Trump'ın barış planı, oluşumunda Filistin'in yer almaması nedeniyle bile ıskartaya çıkarılabilir, diyor Der Kurier:

“Ne olursa olsun, Trump (kendi sözleriyle) 'büyük ve benzersiz bilgeliği' ile Filistinliler için neyin iyi olduğunu zaten biliyor: O da aslında İsrail için neyin iyi olacağı. İsrail'in demir yumruğu altında inleyen, Yahudi yerleşimlerinin parçaladığı, yaşama şansı bulunmayan bir cüce devlet. Bu plan Arap halklarına hakarettir. Uygulanma şansıysa sıfırdır. Geriye ne kaldı peki? Zorda kalmış iki devlet liderinin sergilediği bir halkla ilişkiler şovu. Trump azil davasıyla savaşıyor, İsrail Başbakanı Netanyahu ise yolsuzluk davasıyla. Gerçekten çok acı bu. Çünkü neredeyse 75 yıldır dökülen kanın ardından bölgedeki insanlar artık barışı hak etti.”

De Telegraaf (NL) /

Netanyahu'nun rüyası gerçek oldu

De Telegraaf, başarılı bir oyalama taktiği olarak gördüğü bu planı eleştiriyor:

“Haritaya şöyle bir bakınca önerilerin uygulanmasının imkansız olduğu anlaşılıyor. Bu bir Filistin devleti değil, küçük adacıkların dar yollarla birbirine bağlandığı bir takımada. ... Netanyahu artık işgal edilen toprakların ilhakına başlayabilir. Başbakan Netanyahu, şimdiye kadar uluslararası yaptırımlar ya da Lahey Adalet Divanı'nda yargılanmak gibi olası tepkilerden çekiniyordu. Seçimlere bir ay kala plan son bir can simidi oldu. Birinci zaferini kazandı bile, zira İsrail'de Netanyahu'nun yolsuzluk davasını konuşan kalmadı. Tüm bunlar, güzel sözlerine rağmen Filistinlileri aslanların önüne atan Trump'ın sayesinde oldu.”

Le Temps (CH) /

Sahte oyuna son

Le Temps, Trump'ın ortaya koyduğu küstah anlaşmanın, bütün haklı eleştirilere rağmen yararlı olacağını düşünüyor:

“Bu plan bir skandal, komik bir karikatür ve akla hakaret.
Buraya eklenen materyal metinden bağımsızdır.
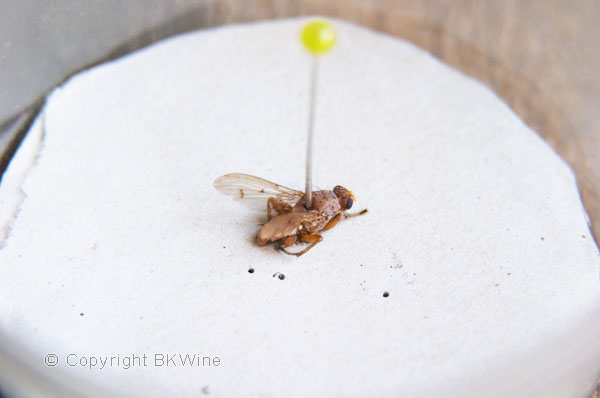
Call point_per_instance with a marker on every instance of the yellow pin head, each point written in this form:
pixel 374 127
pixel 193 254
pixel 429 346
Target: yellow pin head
pixel 318 37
Ama uygulanacak olursa iyi bir tarafı da yok değil: Ortadoğu'ya yarım yüzyıl süren aldatmalardan ve çarpıtmalardan sonra nihayet açıklık getirecek bir plan. ... 'İki devletli çözüm' teranelerine son, on yıllardır hiçbir şey getirmeyen Filistin Özerk Yönetimi'ne son. ... Üstündeki kisve kaldırılınca durum aslında olduğu gibi ortaya çıkıyor: Uzun zamandır fiilen 'ilhak edilmiş' Filistin halkı, şimdi tam egemenlik alanındaki eksikleri nedeniyle İsrail halkınınki gibi haklar için uğraşmak zorunda kalacak.”

La Repubblica (IT) /

Trump'ın planını Araplar da alkışlıyor

La Repubblica'nın Ortadoğu uzmanı Bernardo Valli, dün Beyaz Saray'da Trump'ı ve Netanyahu'yu alkışlayanlar arasında Arap büyükelçilerin de olduğunu vurguluyor:

“İsrail artık Ortadoğu'da yalıtılmış bir ülke değil. Her zaman diplomatik ilişkileri olmasa da Suudi Arabistan'ın liderliğindeki Sünnilerin tarafında yer alıyor. ... Büyük ortak düşman ise İran'daki molla rejimi. İran rejimi, Sünni olmalarına rağmen, sırf İsrail'in düşmanı oldukları için Gazze ve Lübnan'daki Filistinlileri, yani Hamas'ı ve İslami Cihat Örgütü'nü destekliyor. Bunun sonucunda Araplar, Filistin'i artık canı gönülden destekleyemiyor. ... Trump, barış planıyla böylece Ortadoğu'da kartları yeniden dağıtabilir.”